2. Briefly stated facts are that the assessee filed the return of income for the assessment year 2010-11 on 20.5.2011 declaring total income of Rs. Rs. 2,60,46,770/- and the record reveals that as
per the computation chart filed with the return of income, the tax liability of Rs. 1,11,49,191/- was shown as payable under Section 140A of the Income Tax Act. The assessee has not paid the admitted tax liability under Section 140A(1) of the Act. While completing the assessment, the AO initiated penalty proceedings and concluded them by the levy of penalty of Rs. 1,11,49,191/- under Section 140A(3) of the Act. Appeal preferred by the assessee was dismissed by way of impugned order. Hence this second appeal by the assessee before us. 3. It is the argument of the learned AR that Section 140A as was introduced by Finance Act 1964 w.e.f. 1.9.1964 provided vide subsection (3), for the levy of penalty if the assessee fails to pay the tax or any part thereof in accordance with provisions of Section 140A but subsequently it was amended from time to time and by way of amendment by direct taxes (Amendment Act, 1983) w.e.f. 1.4.1989 it stood as follows: “If any assessee fails to pay the whole or any part of such tax [or interest or both] in accordance with the provisions of sub-section (1), he shall, without prejudice to any other consequences which he may incur, be deemed to be an assessee in default in respect of the tax [or interest or both] remaining unpaid, and all the provisions of this Act shall apply accordingly.]” and now as the section stands, it does not empower the AO to levy any penalty. In so far as this plea taken by the assessee before the learned CIT(A), Learned CIT(A) observed that Section 292B of the Act covers such incidents.

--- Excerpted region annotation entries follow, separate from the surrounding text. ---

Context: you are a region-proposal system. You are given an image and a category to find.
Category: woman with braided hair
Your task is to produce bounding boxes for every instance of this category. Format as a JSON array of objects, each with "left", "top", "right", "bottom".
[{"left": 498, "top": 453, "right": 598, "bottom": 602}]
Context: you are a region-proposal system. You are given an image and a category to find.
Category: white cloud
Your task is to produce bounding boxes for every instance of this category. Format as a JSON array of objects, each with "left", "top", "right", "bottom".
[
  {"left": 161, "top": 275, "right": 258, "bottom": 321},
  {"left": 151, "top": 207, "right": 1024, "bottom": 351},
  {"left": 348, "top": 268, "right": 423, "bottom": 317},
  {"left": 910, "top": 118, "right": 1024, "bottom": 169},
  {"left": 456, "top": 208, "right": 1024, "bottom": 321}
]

However, as could be found from the statute, section 292-B was introduced wef October 1, 1975 is to the effect that no return of income, assessment, notice, summons or other proceeding, furnished or made or issued or taken or purported to have been furnished or made or issued or taken in pursuance of any of the provisions of the Act shall be invalid or shall be deemed to be invalid merely by reason of any mistake, defect or omission in such return of income, assessment, notice, summons or other proceeding if such return of income, assessment, notice, summons or other proceeding is in substance and effect in conformity with or according to the intent and purpose of the Act. Further, by circular no. 179 dated 30th September, 1975, the scope of section 292-B was explained and it has been stated in the said circular that this provision has been made to provide against purely technical objections without substance coming in the way of the validity of assessment proceedings, etc. It is, therefore, clear that it is only to overcome certain technical objections that section 292-B can be resorted to, and where there is violation of any clear provisions of the law, section 292-B is of no help to validate any incurable legal defect.
In this matter, we are of the considered opinion that resorting to the provisions under section 140A(3) is a fundamental infirmity and not a technical irregularity, as such having considered the matter in the light of the law as on the date we are of the considered opinion that Section 140A(3) of the Act does not empower AO to initiate or levy any penalty and the proceedings are initiated. We therefore find it difficult to sustain the penalty and accordingly direct the AO to delete the same.
In the result, appeal of the assessee is allowed. The order is pronounced in the open court on 20th, 2017.